At the age of 30, New Zealand’s Brad “Quake” Riddell has a wealth of experience gained from a combat sports career that has seen him compete professionally across MMA, kickboxing, Muay Thai and boxing.
The UFC lightweight is a part of the acclaimed team at City Kickboxing in Auckland, and has also served as a striking coach at Tiger Muay Thai, where he has helped sharpen the skills of a host of fellow professional fighters competing on the world stage.
Now, ahead of his upcoming clash with Brazil’s Renato Moicano at UFC 281 on November 12, Riddell has shared some valuable personal insight into his own career as he revealed five things he wish he’d done better in the formative years of his combat sports career.
Riddell shared his advice via an Instagram slideshow as he took his followers through “5 things I could’ve done better as a young fighter.” Check them out below.
1. Invest in yourself
“I should’ve spent money on anything to enhance and prolong my fight career: recovery, specialists, expertise. Instead, I spent my money on dump s**t like shoes, alcohol, and other material items that depreciated (cars, a gold chain, the latest phone).”
2. Find a hobby
“Like many of you, martial arts was and still is a hobby. I dreamt of it being a career, so training became all-consuming. When interviewed, I was once asked what my hobbies outside of fighting were, and I realised I didn’t have any.”
3. Learn from other martial arts
“This seems obvious for an MMA fighter, but even 10 years ago, as a Muay Thai fighter with no intention of doing MMA, I could have had better striking by learning from other specialists in TKD or boxing. This became apparent when I worked with my friend @vanroonmartialarts. I recommend learning as much as you can early on and maintaining a healthy curiosity, while you have more time, energy, and are more easily able to pick up new movements.”
4. Travel more
“Traveling has been the best education I’ve received. I’ve met amazing people, experienced new cultures, and gained a broader view of the world around me. Most of all, I learned about the world within me. I moved to Thailand at 18 and learned how to train myself because I was forced to. I took on a coaching role early on when I barely knew how to teach.
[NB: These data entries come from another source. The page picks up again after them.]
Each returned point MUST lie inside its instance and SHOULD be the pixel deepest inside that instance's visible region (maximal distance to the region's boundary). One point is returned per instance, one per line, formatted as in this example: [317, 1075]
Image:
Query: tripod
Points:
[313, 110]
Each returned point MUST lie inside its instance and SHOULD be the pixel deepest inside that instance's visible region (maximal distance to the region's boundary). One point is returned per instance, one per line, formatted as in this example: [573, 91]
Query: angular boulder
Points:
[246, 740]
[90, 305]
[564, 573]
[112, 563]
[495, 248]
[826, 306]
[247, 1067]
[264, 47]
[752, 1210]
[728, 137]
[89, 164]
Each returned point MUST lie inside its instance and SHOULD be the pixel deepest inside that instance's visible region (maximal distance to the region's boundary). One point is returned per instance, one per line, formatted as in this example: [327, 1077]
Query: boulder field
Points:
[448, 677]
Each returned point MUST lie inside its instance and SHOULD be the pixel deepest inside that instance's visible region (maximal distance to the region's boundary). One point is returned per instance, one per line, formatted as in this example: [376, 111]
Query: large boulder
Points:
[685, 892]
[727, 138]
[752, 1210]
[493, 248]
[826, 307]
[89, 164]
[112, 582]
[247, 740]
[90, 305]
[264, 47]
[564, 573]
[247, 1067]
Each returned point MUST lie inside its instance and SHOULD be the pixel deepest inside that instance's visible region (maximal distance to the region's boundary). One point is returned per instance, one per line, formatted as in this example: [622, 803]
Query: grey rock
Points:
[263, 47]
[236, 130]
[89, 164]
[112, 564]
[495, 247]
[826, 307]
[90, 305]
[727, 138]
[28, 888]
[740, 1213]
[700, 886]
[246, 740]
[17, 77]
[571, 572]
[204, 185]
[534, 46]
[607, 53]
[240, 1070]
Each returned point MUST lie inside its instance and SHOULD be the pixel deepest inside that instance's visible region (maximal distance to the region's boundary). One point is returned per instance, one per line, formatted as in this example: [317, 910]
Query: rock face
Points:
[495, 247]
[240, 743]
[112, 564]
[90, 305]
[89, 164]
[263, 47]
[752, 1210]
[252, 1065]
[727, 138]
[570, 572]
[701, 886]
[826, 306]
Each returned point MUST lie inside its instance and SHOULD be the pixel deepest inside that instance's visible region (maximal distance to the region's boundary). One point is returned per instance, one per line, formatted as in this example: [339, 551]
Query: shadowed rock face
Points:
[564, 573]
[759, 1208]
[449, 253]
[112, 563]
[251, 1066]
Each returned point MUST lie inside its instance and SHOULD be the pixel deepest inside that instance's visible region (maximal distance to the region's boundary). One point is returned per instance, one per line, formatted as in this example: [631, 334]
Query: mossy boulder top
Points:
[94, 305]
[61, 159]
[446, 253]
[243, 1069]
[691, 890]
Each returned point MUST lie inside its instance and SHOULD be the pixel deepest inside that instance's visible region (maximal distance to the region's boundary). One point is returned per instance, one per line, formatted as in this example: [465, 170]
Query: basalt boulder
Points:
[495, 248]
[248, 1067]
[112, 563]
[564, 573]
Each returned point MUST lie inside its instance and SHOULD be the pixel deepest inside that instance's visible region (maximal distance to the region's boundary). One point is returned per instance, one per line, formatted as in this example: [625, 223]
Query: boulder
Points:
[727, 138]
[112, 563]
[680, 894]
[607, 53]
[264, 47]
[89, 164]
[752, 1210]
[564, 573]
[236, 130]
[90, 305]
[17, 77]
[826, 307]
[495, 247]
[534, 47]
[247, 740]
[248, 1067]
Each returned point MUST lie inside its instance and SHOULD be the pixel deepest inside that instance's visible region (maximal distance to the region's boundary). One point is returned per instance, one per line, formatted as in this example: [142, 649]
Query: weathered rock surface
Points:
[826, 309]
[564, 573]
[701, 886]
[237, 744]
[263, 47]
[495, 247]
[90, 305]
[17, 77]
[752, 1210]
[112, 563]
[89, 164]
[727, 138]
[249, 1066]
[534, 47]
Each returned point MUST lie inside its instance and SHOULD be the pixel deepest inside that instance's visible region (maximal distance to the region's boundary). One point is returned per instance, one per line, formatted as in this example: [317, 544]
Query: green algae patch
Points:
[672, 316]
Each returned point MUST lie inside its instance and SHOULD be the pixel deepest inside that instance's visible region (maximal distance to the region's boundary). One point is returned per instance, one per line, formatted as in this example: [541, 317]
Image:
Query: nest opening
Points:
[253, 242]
“Travel to become a better fighter, but also travel to live a full life. You never know who you will meet and what you can learn from them.”
5. Know when to listen to others and when to trust yourself
“(Honestly, I’ve sucked at both at any given moment in time. Let me explain…)
“In hindsight, there have been times when I should have taken advice from others and didn’t, but there have also been times where I should have listened to my instincts.
“I think the ability to discern between the two comes from foremost, having an open mind; and next, having a process by which you can filter information for credibility and relevance.
“Doing steps 1-4 listed previously helps to develop both an open mind and a better filtering process, which will help with knowing what information to apply and what to discard.
“Truly knowing yourself is a lifelong journey. I’m constantly discovering new things about myself, and they’ve come with each new EXPERIENCE.”